Vielfach „Carry Trades“
Die große Nachfrage nach amerikanischen Staatsanleihen sei aber auch eine Folge der recht steilen Renditestruktur in Amerika. Der verhältnismäßig große Unterschied zwischen den kurz- und den langfristigen Zinsen und die damit einhergehende hohe Liquidität führten zu vielen sogenannter "Carry Trades", bei denen die Investoren die Zinsdifferenz ausnützten, indem sie sich kurzfristig verschuldeten und mit dem aufgenommenen Kapital langfristigere Papiere mit höherer Rendite kauften.
"Die amerikanische Notenbank hat die kurzfristigen Zinsen sozusagen festgenagelt", erklärt Häusler mit Blick auf die Zusage der Federal Reserve, die Zinsen für "beträchtliche" Zeit nicht zu erhöhen. Irgendwann aber, sagt er, müsse es zu einer Leitzinserhöhung und somit zu einer Normalisierung der Liquiditätsversorgung kommen.
"Ginge es allein um die Verfassung der Finanzmärkte, dann sollte dies eher früher als später geschehen." Andernfalls drohten Übertreibungen, die im Falle einer plötzlichen Umkehr der Zinsentwicklung nicht nur den Industrienationen, sondern auch den Emerging Markets Schwierigkeiten bereiten könnten.
Sorgfältige Risikoeinschätzung wichtig
Eine sorgfältigere Risikoeinschätzung und eine etwas straffere Liquiditätsversorgung seien nicht zuletzt deshalb wichtig, um bei einigen Schuldnern einer gewissen Selbstzufriedenheit vorzubeugen. "Wir sollten nicht der Illusion erliegen, der große Zuspruch der Investoren sei ein uneingeschränktes Gütesiegel für die Wirtschaftspolitik. Der Reformeifer in den Emerging Markets darf nicht nachlassen", fordert Häusler.
Angesichts der Dollar-Schwäche an den Devisenmärkten, insbesondere im Verhältnis zum Euro, besteht seiner Einschätzung nach "kein Grund zur Hysterie". Auch in der Vergangenheit seien zwischen Dollar und D-Mark schon Kurse auf dem aktuellen Niveau verzeichnet worden. "Wir sehen jetzt etwas vorschnell die alten Reflexe in Europa", sagt Häusler mit Blick auf Forderungen in Europa, aus Sorge um den Export und die Konjunkturentwicklung solle die Europäische Zentralbank die Zinsen senken oder am Markt intervenieren. "Interventionen können bestenfalls Zeit kaufen, sie sind aber kein Ersatz für notwendige Änderungen in der Wirtschaftspolitik." Europa und Japan seien aufgefordert, "den Wachstumsgraben zu Amerika zu verringern".
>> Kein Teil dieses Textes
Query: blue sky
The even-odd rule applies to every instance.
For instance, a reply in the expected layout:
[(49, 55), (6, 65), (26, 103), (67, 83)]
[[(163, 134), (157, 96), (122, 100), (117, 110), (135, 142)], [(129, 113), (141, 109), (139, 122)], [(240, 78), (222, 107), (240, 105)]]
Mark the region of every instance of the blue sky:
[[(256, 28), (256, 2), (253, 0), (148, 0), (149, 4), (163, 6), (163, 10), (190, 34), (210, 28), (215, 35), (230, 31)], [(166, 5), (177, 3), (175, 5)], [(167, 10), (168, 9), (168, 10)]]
Die Vereinigten Staaten müßten ihre Finanzpolitik wieder in den Griff bekommen und die Defizite zurückführen. In den neunziger Jahren habe sich Amerika dank hohen Wachstums und hoher Produktivitätsfortschritte des Zustroms riesiger Mengen privaten Kapitals erfreut. Sie hätten in wesentlichem Maße das Defizit in der Leistungsbilanz ausgeglichen. Inzwischen wiesen die privaten Kapitalströme aber erhebliche Schwankungen auf. Andererseits sei es nur "schwer vorstellbar, daß dies auf Dauer durch Dollar-Käufe der Notenbanken ausgeglichen werden kann", sagt Häusler.
Kurzfristig mache es zwar keinen Unterschied, ob Private oder Notenbanken die amerikanischen Defizite in Leistungsbilanz und Budget finanzierten. "Langfristig aber sind die privaten Kapitalbewegungen ein besserer Indikator für einen angemessenen Wechselkurs", sagt das einstige Zentralbankratsmitglied der Deutschen Bundesbank.
Text: Frankfurter Allgemeine Zeitung, 30.01.2004, Nr. 25 / Seite 23 , ctg.